Canada’s Top Pension Funds Pressured by CEOs to Invest More at Home

  • Pensions hold 4% of assets in Canada public stocks: letter
  • Signatories include current and former CEOs of large firms

Almost 100 top Canadian business leaders have signed an open letter to Finance Minister Chrystia Freeland and her provincial counterparts, urging them to change investment rules for pension funds to “encourage them to invest in Canada.”

The letter, published as an advertisement in major Canadian newspapers on Wednesday, included signatures from Rogers Communications Inc. CEO Tony Staffieri and Canaccord Genuity Group Inc. CEO Dan Daviau. Of the current CEOs of the country’s six largest banks, National Bank of Canada’s Laurent Ferreira was the only one to add his name to the letter.

“Canada has great companies, true global champions. These competitive businesses deserve our support and we must create many more,” said the letter. “Increasing investments in Canada should be a national priority.”

Canadian pension funds have cut their holdings of publicly traded companies to just 4% of assets, from 28% in 2000, according to the letter. The executives stopped short of making specific recommendations on how to change the rules by which pensions are governed.

Spokespeople from Canada Pension Plan Investment Board and several other large pension funds did not immediately respond to a request for comment.

Canadian pension funds once faced strict limits on how much they could invest in foreign assets, but most of those restrictions were lifted nearly 20 years ago. Alongside that, most of the largest public pension managers have shifted more of their capital toward private equity, private credit and infrastructure and away from publicly traded stocks.

In the government’s economic statement in November, Freeland proposed measures to require large, federally-regulated pension plans to disclose more information about where they invest, and to consult with pensions “to create an environment that encourages and identifies more opportunities for investments in Canada by pension funds.”

Montreal-based investment management firm Letko Brosseau & Associates spearheaded the letter and has been behind a broader campaign for change on the issue for years.
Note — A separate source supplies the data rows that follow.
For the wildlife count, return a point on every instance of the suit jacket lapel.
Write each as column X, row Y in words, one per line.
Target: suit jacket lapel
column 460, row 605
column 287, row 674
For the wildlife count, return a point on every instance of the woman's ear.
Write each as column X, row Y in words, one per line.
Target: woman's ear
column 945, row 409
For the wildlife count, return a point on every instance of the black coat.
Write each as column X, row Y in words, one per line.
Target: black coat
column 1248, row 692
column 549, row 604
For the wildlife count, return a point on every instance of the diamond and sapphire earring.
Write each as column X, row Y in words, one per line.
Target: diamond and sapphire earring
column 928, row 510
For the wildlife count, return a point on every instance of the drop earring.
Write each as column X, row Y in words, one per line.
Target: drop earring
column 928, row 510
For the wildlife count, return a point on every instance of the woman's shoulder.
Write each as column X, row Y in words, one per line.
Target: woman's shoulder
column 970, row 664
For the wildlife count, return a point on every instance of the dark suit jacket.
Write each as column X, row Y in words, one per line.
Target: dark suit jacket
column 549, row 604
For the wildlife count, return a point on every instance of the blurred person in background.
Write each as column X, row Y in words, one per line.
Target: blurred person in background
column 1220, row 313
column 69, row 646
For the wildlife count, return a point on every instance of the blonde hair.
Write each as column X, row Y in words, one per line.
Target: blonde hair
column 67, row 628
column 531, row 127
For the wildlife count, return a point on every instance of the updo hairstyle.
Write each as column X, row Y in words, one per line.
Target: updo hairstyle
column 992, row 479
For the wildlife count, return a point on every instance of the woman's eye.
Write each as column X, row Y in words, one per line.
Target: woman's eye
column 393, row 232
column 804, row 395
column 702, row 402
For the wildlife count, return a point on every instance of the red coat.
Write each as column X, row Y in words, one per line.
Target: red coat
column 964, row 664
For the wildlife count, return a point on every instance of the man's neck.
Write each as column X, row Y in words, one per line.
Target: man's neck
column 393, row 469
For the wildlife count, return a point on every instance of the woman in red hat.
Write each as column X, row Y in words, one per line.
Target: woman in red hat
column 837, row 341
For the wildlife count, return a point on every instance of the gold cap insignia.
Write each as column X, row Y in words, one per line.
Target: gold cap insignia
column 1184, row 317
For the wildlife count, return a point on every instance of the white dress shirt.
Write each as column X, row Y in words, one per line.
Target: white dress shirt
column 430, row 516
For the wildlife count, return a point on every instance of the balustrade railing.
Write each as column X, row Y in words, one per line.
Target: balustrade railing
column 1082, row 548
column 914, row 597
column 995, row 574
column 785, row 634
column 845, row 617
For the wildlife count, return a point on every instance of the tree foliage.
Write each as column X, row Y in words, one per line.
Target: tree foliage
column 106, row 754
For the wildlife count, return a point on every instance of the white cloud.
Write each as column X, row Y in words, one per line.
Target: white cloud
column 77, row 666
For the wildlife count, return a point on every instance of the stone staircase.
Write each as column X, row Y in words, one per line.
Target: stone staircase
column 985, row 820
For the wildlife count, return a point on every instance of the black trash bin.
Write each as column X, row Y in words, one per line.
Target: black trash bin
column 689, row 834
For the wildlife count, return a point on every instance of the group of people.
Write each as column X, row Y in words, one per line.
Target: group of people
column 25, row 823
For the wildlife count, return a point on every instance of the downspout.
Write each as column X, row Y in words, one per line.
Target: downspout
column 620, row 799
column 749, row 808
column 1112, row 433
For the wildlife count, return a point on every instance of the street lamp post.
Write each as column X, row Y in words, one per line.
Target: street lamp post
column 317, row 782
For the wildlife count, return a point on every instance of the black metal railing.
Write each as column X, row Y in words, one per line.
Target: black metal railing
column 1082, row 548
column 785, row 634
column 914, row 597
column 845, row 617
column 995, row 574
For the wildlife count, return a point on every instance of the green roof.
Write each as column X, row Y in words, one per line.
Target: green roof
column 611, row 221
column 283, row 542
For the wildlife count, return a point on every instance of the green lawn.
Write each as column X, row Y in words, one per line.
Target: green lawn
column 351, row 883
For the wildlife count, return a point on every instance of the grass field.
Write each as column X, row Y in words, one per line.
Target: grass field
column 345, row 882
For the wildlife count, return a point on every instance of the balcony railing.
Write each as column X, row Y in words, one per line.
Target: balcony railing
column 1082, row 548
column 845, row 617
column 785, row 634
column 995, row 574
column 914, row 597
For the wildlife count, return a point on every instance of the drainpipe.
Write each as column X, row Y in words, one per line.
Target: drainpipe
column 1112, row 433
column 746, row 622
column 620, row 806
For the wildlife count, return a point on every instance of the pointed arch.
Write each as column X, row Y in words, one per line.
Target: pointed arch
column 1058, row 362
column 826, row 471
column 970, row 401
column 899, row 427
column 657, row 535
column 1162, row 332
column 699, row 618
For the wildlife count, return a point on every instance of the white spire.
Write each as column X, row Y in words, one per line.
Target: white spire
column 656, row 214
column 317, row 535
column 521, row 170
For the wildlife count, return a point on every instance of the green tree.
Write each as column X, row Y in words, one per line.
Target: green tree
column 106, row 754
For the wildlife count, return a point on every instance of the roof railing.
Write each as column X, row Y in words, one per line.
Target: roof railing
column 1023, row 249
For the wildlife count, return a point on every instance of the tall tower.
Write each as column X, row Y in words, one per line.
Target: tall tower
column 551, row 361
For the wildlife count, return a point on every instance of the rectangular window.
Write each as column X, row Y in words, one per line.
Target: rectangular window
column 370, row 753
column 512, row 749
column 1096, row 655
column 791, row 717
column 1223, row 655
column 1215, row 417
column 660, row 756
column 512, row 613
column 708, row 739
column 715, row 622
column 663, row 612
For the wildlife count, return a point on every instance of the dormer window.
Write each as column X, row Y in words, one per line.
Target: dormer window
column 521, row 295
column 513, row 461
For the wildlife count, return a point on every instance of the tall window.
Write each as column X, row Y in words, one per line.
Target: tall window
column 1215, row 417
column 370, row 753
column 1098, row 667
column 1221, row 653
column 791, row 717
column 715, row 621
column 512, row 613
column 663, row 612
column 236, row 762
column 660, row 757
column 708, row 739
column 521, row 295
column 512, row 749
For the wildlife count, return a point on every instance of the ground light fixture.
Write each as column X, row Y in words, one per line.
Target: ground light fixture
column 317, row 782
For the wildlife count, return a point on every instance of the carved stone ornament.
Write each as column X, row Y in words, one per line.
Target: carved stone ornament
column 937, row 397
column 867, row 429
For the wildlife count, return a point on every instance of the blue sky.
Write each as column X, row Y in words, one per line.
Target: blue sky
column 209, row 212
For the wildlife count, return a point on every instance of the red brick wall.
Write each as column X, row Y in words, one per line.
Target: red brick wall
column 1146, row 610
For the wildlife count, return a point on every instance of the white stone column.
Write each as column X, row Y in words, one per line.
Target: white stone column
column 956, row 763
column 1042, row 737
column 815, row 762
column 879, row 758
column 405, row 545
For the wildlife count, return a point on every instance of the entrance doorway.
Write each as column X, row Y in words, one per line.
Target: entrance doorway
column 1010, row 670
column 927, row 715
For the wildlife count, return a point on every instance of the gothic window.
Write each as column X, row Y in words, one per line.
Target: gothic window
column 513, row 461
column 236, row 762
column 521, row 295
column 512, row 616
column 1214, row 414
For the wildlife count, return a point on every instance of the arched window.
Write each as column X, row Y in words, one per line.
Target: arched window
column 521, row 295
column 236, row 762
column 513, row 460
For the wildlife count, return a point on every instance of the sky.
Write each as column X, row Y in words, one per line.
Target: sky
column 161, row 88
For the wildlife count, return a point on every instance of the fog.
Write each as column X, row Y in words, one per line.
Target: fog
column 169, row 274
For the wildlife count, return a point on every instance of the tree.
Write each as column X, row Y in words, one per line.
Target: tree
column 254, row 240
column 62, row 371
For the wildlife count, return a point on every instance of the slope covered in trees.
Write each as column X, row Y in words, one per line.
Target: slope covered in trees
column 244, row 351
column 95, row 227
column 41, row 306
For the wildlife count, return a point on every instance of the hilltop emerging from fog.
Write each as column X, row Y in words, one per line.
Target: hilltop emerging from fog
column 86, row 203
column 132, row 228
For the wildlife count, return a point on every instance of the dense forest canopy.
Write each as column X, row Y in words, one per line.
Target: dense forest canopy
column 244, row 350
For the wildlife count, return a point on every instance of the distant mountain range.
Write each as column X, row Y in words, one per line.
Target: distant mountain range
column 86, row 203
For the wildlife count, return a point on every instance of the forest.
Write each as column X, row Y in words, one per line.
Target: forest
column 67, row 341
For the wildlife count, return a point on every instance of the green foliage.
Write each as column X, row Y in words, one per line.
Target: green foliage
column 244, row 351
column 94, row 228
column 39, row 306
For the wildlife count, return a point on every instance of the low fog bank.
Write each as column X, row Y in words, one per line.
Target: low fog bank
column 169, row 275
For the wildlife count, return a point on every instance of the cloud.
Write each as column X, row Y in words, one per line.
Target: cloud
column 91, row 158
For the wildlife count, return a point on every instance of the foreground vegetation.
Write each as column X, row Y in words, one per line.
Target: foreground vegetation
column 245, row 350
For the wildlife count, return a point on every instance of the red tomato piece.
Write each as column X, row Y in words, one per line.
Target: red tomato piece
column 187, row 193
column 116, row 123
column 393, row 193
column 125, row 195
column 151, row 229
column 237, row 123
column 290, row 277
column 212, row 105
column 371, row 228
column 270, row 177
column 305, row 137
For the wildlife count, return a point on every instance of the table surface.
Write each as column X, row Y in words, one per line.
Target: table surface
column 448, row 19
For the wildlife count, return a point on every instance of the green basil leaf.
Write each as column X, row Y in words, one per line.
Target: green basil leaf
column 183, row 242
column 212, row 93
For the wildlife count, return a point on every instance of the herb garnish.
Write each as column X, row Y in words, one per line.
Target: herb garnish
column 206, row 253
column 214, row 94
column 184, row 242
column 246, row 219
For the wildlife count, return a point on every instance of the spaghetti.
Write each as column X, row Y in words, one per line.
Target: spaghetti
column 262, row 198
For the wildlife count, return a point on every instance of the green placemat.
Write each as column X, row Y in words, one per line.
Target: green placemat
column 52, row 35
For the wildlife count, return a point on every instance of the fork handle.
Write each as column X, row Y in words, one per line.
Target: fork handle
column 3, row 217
The firm’s co-founder, Peter Letko, said support from government and the corporate community has been building after he and his partner Daniel Brosseau initially got almost no response to their concerns.

The pair are not suggesting the government impose mandatory requirements on Canadian investments, Letko said in an interview with Bloomberg, but rather put new policies in place to encourage such activity.

One suggestion would apply to pensions’ solvency calculations, Letko said. Pension funds could be required to apply a higher risk-weighting to investments outside of Canada and set aside capital reserves, depending on the nature of the risk. That might give a boost to Canadian stocks, which pose no currency risk to domestic pension funds and have an easily determined value, unlike many private assets.

“Pension fund savings are there for the long term. They can tolerate a lot of risk and they’re ideally suited for making equity-type investments,” Letko said. “Sadly, this big pool, most of it is being taken outside of the country. And this is the exact pool of capital that Canada needs to grow its economy.”